Whether or not to allow features to be warped independently from each other. See here for a good overview of both approaches.

random_state: numpy.random.RandomState, int, optional

A random state object or seed for reproducible randomness.

Attributes
k (property): int > 0

The number of neighbors.

weighting (property): callable

The distance weighting function.

window (property): 0 ≤ float ≤ 1

The width of the Sakoe-Chiba band global constraint as a fraction of the length of the longest of the two sequences.

use_c (property): bool

Whether or not to use fast pure C compiled functions to perform the DTW computations.

encoder_ (property): sklearn.preprocessing.LabelEncoder

The label encoder fitted on the set of classes provided during instantiation.

classes_ (property): numpy.ndarray (str/numeric)

The complete set of possible classes/labels.

X_ (property): list of numpy.ndarray (float)

A list of multiple observation sequences used to fit the classifier.

y_ (property): numpy.ndarray (int)

The encoded labels for the observation sequences used to fit the classifier.

fit(X, y)[source]

Fits the classifier by adding labeled training observation sequences.

Parameters
X: list of numpy.ndarray (float)

A list of multiple observation sequences.
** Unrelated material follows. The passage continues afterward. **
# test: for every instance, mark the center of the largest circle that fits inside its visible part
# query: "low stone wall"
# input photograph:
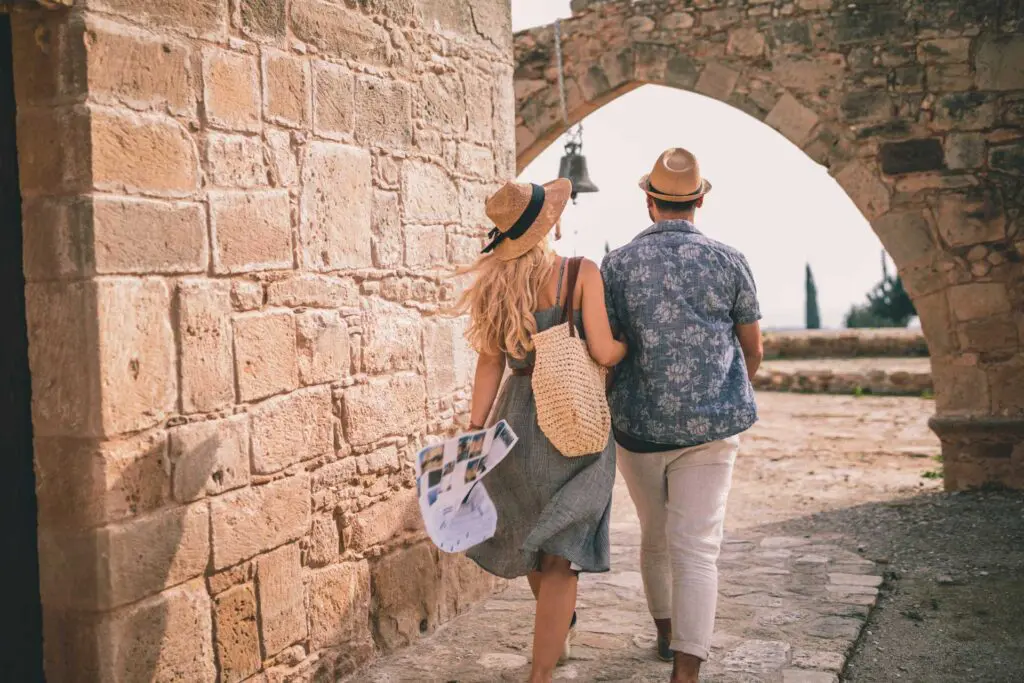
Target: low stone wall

y: array-like of str/numeric

An iterable of labels for the observation sequences.

predict(X, return_scores=False, original_labels=True, verbose=True, n_jobs=1)[source]

Predicts the label for an observation sequence (or multiple sequences).

Parameters
X: numpy.ndarray (float) or list of numpy.ndarray (float)

An individual observation sequence or a list of multiple observation sequences.

return_scores: bool

Whether to return the scores for each class on the observation sequence(s).

original_labels: bool

Whether to inverse-transform the labels to their original encoding.

verbose: bool

Whether to display a progress bar or not.

Note

The progress bar cannot be displayed if both verbose=True and n_jobs > 1.

n_jobs: int > 0 or -1
The number of jobs to run in parallel.
Setting this to -1 will use all available CPU cores.
Returns
prediction(s): str/numeric orclass:numpy:numpy.ndarray (str/numeric)

The predicted label(s) for the observation sequence(s).

If original_labels is true, then the returned labels are inverse-transformed into their original encoding.

evaluate(X, y, verbose=True, n_jobs=1)[source]

Evaluates the performance of the classifier on a batch of observation sequences and their labels.

Parameters
X: list of numpy.ndarray (float)

A list of multiple observation sequences.

y: array-like of str/numeric

An iterable of labels for the observation sequences.

verbose: bool

Whether to display a progress bar for predictions or not.

n_jobs: int > 0 or -1
The number of jobs to run in parallel.
Setting this to -1 will use all available CPU cores.
Returns
accuracy: float

The categorical accuracy of the classifier on the observation sequences.

confusion:class:numpy:numpy.ndarray (int)

The confusion matrix representing the discrepancy between predicted and actual labels.

save(path)[source]

Serializes the KNNClassifier object by pickling its hyper-parameters, variables and training data.

Warning

As \(k\)-NN classifier must look through each training example during prediction, saving the classifier simply copies all of the training observation sequences and labels.

Parameters
path: str

File path (usually with .pkl extension) to store the serialized KNNClassifier object.

classmethod load(path)[source]

Deserializes a KNNClassifier object which was serialized with the save() function.

Parameters
path: str

File path of the serialized data generated by the save() method.

Returns
deserialized:class:KNNClassifier

The deserialized DTW \(k\)-NN classifier object.